John Burnell, director of Personnel Solutions

Q: You can defuse a pay dispute without affecting your finances and alienating your employees. Our staff are unionised and have put in an extravagant pay claim. We have a cash crisis. How can we avoid bitterness and a strike?

A: Pay disputes in the voluntary sector are, thankfully, pretty rare - and they're not confined to charities with a strong union presence.

But they can be difficult when they arise, not least because charity employees, by and large, are dedicated people who are therefore all the more prone to disappointment when the organisation they work for doesn't come up to their expectations.

If they are being encouraged to press for a large pay rise, they could be in for a big disappointment.

Communication is key

Pay claims are unlikely to be demanded by the collective union shop.
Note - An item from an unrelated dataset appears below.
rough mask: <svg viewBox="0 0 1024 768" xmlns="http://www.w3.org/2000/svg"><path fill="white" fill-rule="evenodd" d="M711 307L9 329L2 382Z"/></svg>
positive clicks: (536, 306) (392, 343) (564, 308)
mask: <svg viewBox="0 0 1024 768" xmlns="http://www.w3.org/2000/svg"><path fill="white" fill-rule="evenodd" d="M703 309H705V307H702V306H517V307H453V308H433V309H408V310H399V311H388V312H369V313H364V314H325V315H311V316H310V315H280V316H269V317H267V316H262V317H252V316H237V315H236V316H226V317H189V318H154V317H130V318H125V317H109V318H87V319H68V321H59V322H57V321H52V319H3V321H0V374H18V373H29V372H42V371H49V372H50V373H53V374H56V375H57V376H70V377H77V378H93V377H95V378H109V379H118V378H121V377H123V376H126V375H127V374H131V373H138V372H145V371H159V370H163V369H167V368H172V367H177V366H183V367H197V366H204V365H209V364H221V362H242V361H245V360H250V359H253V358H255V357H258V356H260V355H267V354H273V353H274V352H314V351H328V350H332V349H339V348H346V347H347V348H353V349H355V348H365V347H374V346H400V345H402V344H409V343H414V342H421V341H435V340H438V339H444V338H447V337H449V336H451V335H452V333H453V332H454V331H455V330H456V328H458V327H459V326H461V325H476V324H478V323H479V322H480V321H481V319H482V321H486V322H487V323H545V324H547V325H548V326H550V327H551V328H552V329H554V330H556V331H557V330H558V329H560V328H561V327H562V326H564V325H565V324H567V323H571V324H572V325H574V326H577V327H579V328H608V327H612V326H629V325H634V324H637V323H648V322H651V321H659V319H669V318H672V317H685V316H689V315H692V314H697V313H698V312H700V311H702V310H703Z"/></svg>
It's more likely that a few members of the awkward squad - yes, we've all got them - or perhaps a newly appointed steward want to make their mark, so they seek to establish credibility by raising the expectations of the members and the blood pressure of the trustees.

A key for you must be good communications. Do staff know about the cash crisis? You should perhaps have told them before the pay claim came bouncing in. In any event, you need to get the message across now.

And although your union recognition agreement means you're likely to be confined to talking directly only with the stewards about the pay claim, there's nothing to stop you disseminating all the relevant management information about the state of the charity's finances, and what it can and can't afford. Indeed, you should be doing these things. They are likely to draw the sting from support for the pay claim.

Make concessions

You can ease things further by identifying matters on which you could make concessions without bankrupting yourself, such as more flexible working, better family-friendly policies and more time off.

That way, the union representatives can take something away to offer their members while your finances remain relatively intact. That's the golden rule in industrial relations - always seek a win-win solution.

And if none of that works, try cultivating a good relationship with the full-time trade union officials.

They'll know what is realistically achievable, both in the sector generally and in your charity in particular, and are likely to use their skill to impose a pragmatic solution on their local branch.